DOI: 10.3390/economies14060238 ISSN: 2227-7099

Financial Sector Development and Energy Poverty: Evidence from Eleven Southeast Asian Economies

Duy Hung Bui, Thu Minh Do

This study investigates whether financial sector development, and, critically, which dimension of it, is associated with the dual energy transition across eleven Southeast Asian economies over 2004–2020. The empirical strategy combines Pooled OLS with Driscoll–Kraay standard errors, two-way fixed effects, Pooled Mean Group ARDL error correction, and Method-of-Moments quantile regression. The results reveal a stark asymmetry: the Financial Institutions Index is positively and robustly associated with clean cooking access across all estimators.
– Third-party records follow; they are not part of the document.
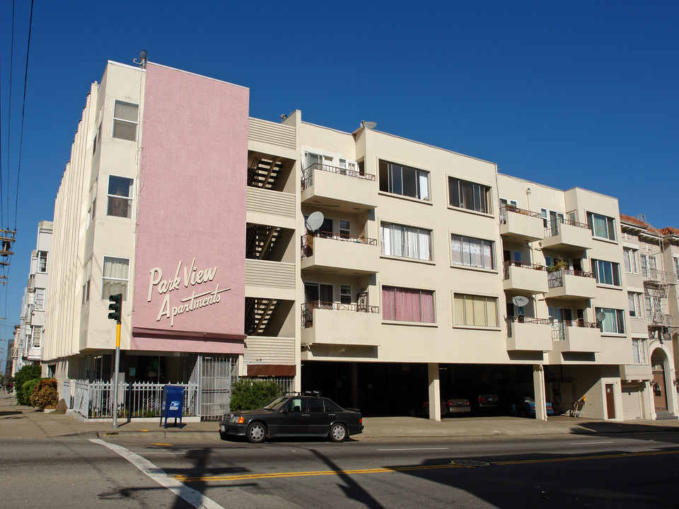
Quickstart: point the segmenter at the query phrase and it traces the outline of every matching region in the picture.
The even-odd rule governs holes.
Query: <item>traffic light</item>
[[[108,300],[111,303],[108,305],[108,309],[110,312],[108,317],[115,320],[116,322],[120,321],[120,306],[122,303],[122,293],[115,293],[108,296]]]

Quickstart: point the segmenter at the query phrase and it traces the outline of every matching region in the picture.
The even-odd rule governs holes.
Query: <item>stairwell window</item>
[[[615,240],[615,220],[613,218],[588,212],[587,224],[595,237]]]
[[[386,256],[431,260],[431,230],[414,226],[382,223],[380,245]]]
[[[434,323],[434,292],[383,286],[382,310],[385,320]]]
[[[421,200],[429,199],[429,172],[380,160],[380,191]]]
[[[113,137],[128,141],[137,141],[139,119],[139,105],[115,101],[113,106]]]

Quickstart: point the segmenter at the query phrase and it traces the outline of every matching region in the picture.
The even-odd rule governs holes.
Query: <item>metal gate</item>
[[[191,378],[199,380],[202,421],[219,421],[228,410],[232,378],[238,378],[238,362],[231,357],[198,356]]]

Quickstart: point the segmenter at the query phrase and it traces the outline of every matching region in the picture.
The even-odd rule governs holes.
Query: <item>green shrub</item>
[[[42,368],[39,365],[25,365],[16,372],[14,375],[14,390],[16,392],[17,403],[23,405],[30,404],[28,398],[30,396],[30,392],[25,392],[23,390],[23,386],[29,380],[40,380],[41,371]],[[33,390],[33,387],[30,389]]]
[[[37,406],[40,410],[54,408],[59,399],[57,392],[57,380],[54,378],[42,378],[33,387],[28,397],[31,406]]]
[[[281,386],[274,380],[241,378],[231,386],[229,408],[231,411],[262,408],[269,401],[282,394]]]

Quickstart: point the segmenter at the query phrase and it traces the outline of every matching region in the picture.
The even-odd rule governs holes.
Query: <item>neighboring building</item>
[[[38,364],[42,351],[45,303],[50,274],[52,222],[40,221],[35,249],[30,254],[28,282],[21,301],[21,316],[16,334],[16,361],[13,373],[24,365]]]
[[[122,293],[122,377],[197,383],[203,415],[228,380],[266,377],[366,414],[429,401],[440,419],[441,397],[494,392],[534,395],[542,419],[583,397],[581,415],[624,418],[617,199],[248,110],[245,88],[108,63],[55,204],[55,376],[111,379]]]

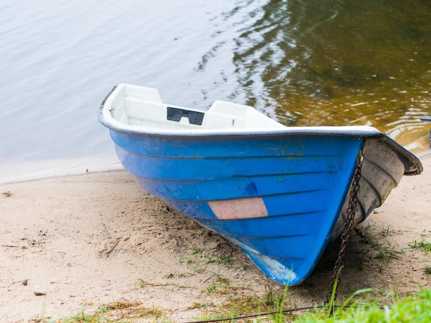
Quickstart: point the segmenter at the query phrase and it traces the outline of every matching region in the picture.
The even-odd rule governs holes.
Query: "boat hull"
[[[235,243],[284,285],[305,279],[341,233],[334,227],[366,142],[112,136],[146,191]]]
[[[240,247],[283,285],[311,274],[340,236],[358,162],[355,224],[420,162],[370,127],[285,127],[250,107],[167,106],[120,85],[102,103],[124,167],[148,192]]]

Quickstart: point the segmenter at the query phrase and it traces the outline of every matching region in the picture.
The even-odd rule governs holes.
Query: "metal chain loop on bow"
[[[356,210],[356,205],[358,201],[358,192],[359,191],[359,181],[361,179],[361,171],[362,169],[362,154],[361,153],[358,155],[357,164],[356,166],[356,170],[355,175],[353,175],[353,180],[352,181],[352,190],[350,193],[350,198],[348,201],[348,207],[346,212],[346,218],[344,219],[344,228],[343,230],[343,234],[341,235],[341,247],[338,253],[338,259],[335,262],[334,269],[333,271],[333,276],[330,278],[330,283],[328,293],[326,293],[326,300],[325,304],[328,304],[331,300],[331,296],[333,292],[334,293],[333,298],[332,300],[333,303],[337,299],[337,289],[339,285],[340,277],[341,274],[341,269],[344,263],[344,257],[346,256],[346,248],[347,247],[347,243],[352,233],[352,229],[353,228],[353,224],[355,223],[355,212]],[[335,287],[334,284],[338,275],[337,284]]]

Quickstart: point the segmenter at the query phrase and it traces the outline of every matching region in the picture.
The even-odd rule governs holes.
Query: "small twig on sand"
[[[114,245],[114,247],[112,247],[111,248],[111,249],[108,252],[106,252],[105,253],[105,254],[106,255],[106,258],[108,258],[109,256],[109,254],[111,254],[111,252],[112,252],[112,251],[115,249],[115,247],[117,246],[117,245],[118,244],[118,243],[120,242],[120,240],[121,240],[121,238],[118,238],[117,239],[117,242],[115,243],[115,245]]]

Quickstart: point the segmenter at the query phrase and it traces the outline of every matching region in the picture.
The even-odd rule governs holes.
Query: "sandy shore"
[[[431,287],[431,254],[417,247],[431,243],[431,157],[422,162],[423,174],[404,177],[354,234],[339,298],[364,287],[384,299]],[[283,290],[124,170],[1,185],[0,214],[2,322],[53,320],[116,302],[126,317],[127,308],[140,308],[136,322],[151,322],[155,309],[184,322],[220,311],[233,295]],[[289,288],[289,305],[324,302],[338,247]]]

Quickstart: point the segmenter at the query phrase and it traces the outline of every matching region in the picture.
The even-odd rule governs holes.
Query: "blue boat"
[[[98,118],[144,190],[239,246],[283,285],[306,279],[342,233],[358,164],[355,224],[403,175],[423,169],[375,128],[286,127],[251,107],[186,109],[136,85],[115,87]]]

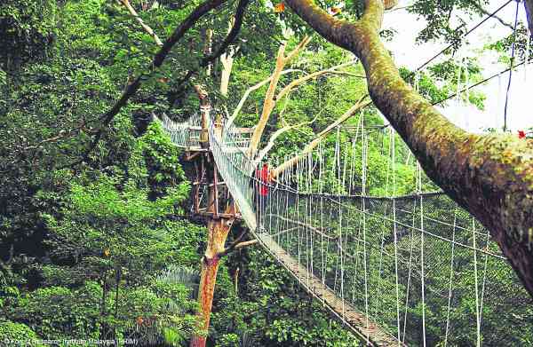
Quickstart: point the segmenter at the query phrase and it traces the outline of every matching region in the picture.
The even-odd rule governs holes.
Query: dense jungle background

Quantile regressions confirm that the FI association with clean cooking is significant across the entire distribution, with the largest coefficients at the lower quantiles. Sub-sample analysis reveals that the FI–clean cooking relationship is especially pronounced in the frontier Cambodia–Lao PDR–Myanmar–Vietnam–Timor-Leste group, where within-country fixed effects yield a coefficient of 257.54 (p < 0.01). Although these associations do not establish strict causality, the findings are consistent with prioritising deepening institutional banking and digital financial inclusion rather than equity-market development as the primary financial-sector channel associated with lower energy poverty in Southeast Asia, although such policy directions require further micro-level validation.